I made a test program that finds the max number from a set of lists. It works fine for a limited number of processes, but at some point the program hangs if I increase the number to say 5000 processes.
Am I doing something wrong? Why does it hang if I increase the number of processes?
Here is my code:
from multiprocessing import Process, Manager
import numpy.random as npyrnd
def getMaxRand(_num, shared_dict):
'''
create a list of random numbers
picks max from list
'''
print 'starting process num:', _num
rndList = npyrnd.random(size= 100)
maxrnd = max(rndList)
print 'ending process:', _num
shared_dict[_num] = maxrnd
if __name__ == '__main__':
processes = []
manager = Manager()
shared_dict= manager.dict()
for i in range(50): #hangs when this is increased to say 5000
p = Process(target=getMaxRand, args=( i, shared_dict))
processes.append(p)
for p in processes:
p.start()
for p in processes:
p.join()
print shared_dict
EDIT:Having read some of the responses, Its clear that I can not just arbitrarily create many processes, and hope that multiprocessing library queues them for me. So a follow up question for me is how can I determine a max number of processes that i can run simultaneously?
Upvotes: 2
Views: 4473
Reputation: 41
I managed to overcome the large number of processes hanging my PC. It appears to be working for a fairly large number of processes (I tested upto 50000)

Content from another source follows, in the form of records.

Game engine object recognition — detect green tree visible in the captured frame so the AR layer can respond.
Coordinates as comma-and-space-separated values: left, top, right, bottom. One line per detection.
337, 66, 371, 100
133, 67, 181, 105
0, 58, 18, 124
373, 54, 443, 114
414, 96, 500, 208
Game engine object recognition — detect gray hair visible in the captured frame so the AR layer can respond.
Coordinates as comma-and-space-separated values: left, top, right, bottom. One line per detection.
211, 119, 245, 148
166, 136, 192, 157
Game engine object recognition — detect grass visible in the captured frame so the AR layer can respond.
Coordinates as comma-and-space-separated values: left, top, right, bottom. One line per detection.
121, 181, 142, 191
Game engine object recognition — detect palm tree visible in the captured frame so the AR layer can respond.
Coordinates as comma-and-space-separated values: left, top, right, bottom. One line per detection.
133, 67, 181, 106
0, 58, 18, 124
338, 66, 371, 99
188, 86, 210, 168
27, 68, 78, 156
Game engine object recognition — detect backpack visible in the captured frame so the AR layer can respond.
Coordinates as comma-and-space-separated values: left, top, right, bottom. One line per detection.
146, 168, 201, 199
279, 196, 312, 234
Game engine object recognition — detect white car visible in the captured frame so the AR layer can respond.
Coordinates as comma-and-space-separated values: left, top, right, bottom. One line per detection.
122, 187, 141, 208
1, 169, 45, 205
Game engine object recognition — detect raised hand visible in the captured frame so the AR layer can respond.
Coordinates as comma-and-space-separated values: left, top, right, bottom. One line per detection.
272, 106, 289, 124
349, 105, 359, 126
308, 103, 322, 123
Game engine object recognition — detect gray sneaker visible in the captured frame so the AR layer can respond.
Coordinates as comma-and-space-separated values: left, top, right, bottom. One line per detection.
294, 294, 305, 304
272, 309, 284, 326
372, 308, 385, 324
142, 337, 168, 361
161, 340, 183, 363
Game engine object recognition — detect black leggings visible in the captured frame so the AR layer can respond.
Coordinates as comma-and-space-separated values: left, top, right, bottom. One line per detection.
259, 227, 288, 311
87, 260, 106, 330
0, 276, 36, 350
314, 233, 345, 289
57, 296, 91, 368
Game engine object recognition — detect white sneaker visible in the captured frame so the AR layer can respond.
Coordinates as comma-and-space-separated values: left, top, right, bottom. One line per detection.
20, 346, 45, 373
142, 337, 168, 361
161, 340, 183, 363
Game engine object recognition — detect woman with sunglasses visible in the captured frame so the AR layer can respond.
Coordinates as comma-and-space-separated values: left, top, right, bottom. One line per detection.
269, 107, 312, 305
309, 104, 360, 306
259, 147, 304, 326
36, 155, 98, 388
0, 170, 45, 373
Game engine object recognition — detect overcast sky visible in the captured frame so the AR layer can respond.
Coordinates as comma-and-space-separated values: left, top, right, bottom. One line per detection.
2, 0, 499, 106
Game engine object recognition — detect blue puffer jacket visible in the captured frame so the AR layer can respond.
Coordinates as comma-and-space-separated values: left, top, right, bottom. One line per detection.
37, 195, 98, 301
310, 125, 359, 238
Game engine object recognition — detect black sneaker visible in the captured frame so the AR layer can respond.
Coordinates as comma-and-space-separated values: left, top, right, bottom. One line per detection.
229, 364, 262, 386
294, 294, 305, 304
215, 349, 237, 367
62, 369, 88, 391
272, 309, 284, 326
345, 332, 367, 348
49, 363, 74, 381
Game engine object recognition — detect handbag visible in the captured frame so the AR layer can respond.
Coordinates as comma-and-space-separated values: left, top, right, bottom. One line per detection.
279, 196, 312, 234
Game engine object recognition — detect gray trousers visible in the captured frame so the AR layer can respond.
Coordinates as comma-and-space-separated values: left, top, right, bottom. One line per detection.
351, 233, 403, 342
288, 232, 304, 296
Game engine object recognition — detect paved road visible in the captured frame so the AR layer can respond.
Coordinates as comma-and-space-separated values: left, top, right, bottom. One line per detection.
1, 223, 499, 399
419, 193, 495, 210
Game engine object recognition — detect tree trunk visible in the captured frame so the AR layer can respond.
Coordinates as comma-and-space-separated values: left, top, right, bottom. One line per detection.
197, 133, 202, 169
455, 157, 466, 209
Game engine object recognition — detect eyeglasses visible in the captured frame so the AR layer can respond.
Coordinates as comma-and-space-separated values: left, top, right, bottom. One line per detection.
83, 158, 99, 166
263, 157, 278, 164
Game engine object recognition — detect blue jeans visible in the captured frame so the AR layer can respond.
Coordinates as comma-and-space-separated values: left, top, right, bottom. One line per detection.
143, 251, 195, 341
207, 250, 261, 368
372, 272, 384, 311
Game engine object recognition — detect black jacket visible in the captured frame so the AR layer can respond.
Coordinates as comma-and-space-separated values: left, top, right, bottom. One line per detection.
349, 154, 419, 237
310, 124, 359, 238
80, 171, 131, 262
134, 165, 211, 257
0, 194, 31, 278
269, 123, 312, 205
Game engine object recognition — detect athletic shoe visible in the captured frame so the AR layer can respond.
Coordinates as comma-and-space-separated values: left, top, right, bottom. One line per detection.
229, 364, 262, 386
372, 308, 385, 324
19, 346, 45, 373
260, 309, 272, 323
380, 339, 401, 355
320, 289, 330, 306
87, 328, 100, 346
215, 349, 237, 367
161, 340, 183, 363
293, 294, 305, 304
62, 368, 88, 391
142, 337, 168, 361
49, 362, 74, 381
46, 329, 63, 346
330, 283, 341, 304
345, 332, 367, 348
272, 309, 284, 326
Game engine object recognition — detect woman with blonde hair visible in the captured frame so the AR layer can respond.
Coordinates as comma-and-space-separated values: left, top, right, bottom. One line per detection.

This is how i approached the problem:
from multiprocessing import Pool
import numpy.random as npyrnd
full_result = {}
def getMaxRand(_num):
'''
create a list of random numbers
picks max from list
'''
print 'starting process num:', _num
rndList = npyrnd.random(size= 100)
maxrnd = max(rndList)
print 'ending process:', _num
return (_num, maxrnd)
def accumulateResults(result):
print 'getting result' , result
full_result[result[0]] = result[1]
def doProcesses():
pool = Pool(processes=8)
for i in range(5000): #if I increase this number will it crash?
pool.apply_async(getMaxRand, args=( i, ), callback=accumulateResults)
pool.close()
pool.join()
if __name__ == '__main__':
doProcesses()
print 'FINAL:', full_result
Thanks @mgilson and @Kylo for pointing me in this direction.
Upvotes: 2